A&N Media which provides technology and services to newspapers from the Associated Newspaper stable such as the free Metro newspaper as well as The Independent and Evening Standard, has set itself on a course to cloud computing adoption with the announcement of a deal with Microsoft to integrate its Office 365 platform.
A&N Media will use Office 365 to deliver Microsoft Office, SharePoint Online, Exchange and Lync Online to the media company.
In a statement CIO of A&N Media David Henderson said the company plans to own no servers or datacentres by 2015 and will have introduced a bring your own computer model for its employees. Henderson told CIO that he: "recently did a staff offer where we gave employees £200 off an iPad to help drive adoption of tablet technology; we had 1,000 applicants within the first 24 hours of the scheme! We are looking at a similar scheme for the Blackberry Play Book and the HP Slate.
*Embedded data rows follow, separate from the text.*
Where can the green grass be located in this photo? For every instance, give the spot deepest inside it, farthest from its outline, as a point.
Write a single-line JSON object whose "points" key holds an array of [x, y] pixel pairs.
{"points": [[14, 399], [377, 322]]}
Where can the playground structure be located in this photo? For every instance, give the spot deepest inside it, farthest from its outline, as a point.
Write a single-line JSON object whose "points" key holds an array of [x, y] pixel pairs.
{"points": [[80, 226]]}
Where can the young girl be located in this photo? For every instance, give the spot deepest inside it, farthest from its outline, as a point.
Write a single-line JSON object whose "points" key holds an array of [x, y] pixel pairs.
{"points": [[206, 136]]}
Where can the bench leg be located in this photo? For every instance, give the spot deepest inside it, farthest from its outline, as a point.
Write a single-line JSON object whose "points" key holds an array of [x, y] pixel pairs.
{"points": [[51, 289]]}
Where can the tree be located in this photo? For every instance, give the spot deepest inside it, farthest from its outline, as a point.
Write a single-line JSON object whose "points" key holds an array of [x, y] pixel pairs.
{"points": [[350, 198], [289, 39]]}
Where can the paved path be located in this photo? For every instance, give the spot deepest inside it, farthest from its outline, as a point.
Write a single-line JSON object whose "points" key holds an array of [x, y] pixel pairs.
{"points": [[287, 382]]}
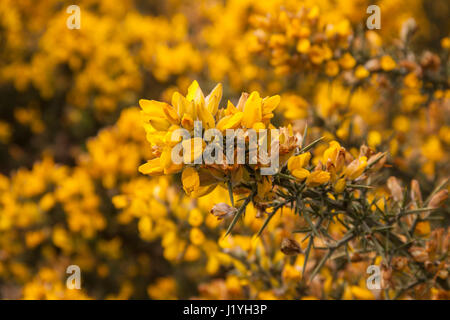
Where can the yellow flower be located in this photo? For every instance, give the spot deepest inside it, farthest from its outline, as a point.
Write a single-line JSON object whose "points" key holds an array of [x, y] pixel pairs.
{"points": [[355, 168], [374, 139], [347, 61], [387, 63], [361, 72], [196, 236], [195, 217], [339, 185], [296, 165], [303, 46], [252, 110], [317, 178], [332, 68], [152, 167], [190, 180]]}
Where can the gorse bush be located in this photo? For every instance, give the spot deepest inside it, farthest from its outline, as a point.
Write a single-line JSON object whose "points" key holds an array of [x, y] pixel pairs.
{"points": [[320, 151]]}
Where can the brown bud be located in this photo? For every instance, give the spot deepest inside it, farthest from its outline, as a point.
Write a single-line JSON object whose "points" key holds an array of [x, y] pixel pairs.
{"points": [[377, 166], [399, 263], [419, 254], [437, 200], [395, 188], [223, 210], [416, 195], [409, 27], [356, 257], [290, 247], [430, 61]]}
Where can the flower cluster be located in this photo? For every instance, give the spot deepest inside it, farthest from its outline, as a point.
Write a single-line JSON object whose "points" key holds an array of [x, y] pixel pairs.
{"points": [[336, 161]]}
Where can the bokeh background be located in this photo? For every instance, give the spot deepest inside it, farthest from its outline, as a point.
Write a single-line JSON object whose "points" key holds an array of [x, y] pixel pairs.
{"points": [[71, 139]]}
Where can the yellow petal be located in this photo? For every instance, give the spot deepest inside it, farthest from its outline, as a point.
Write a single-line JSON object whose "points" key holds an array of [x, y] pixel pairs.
{"points": [[252, 110], [190, 180], [300, 173], [213, 99], [152, 167]]}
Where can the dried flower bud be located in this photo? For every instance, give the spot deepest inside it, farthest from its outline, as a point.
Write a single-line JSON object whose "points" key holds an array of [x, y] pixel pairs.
{"points": [[419, 254], [408, 28], [223, 210], [443, 274], [356, 257], [372, 65], [395, 188], [290, 247], [380, 163], [399, 263], [416, 195], [437, 200], [430, 61]]}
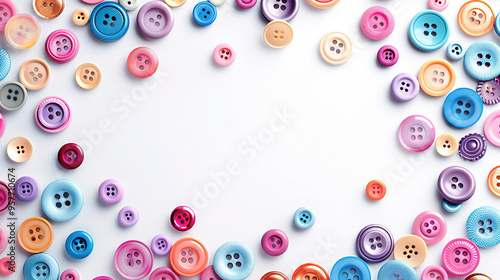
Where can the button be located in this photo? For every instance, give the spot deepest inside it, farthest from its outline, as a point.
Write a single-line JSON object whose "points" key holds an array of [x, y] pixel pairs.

We are trying to see if we can do this cost neutral ... in some cases it's a laptop replacement and initial signs are cautiously optimistic."
Henderson and his team are also helping the company adopt the commercial aspects of tablet computing.
"We are currently piloting field sales in the Metro newspaper booking ads on the iPad with their customers," he said.
"We must divert more of our time to delivering business change and innovation, which will allow us to stay ahead of our competition. We are also focussed on reducing the time and cost associated with implementing change. We cannot do this operating in the way we always have, so we are embracing new ways of delivering technology services," Henderson (pictured) said.
Northcliffe Media, the regional newspapers business that is owned by the same parent company as A&N Media will be the first division to move onto Office 365. The regional newspaper division has suffered heavy losses in recent years, like many local newspaper publishers.
A&N Media is the latest media company to introduce cloud computing as a way of increasing its ability to be flexible and reduce costs; the Daily Telegraph publishers The Telegraph Group pioneered its use with Google.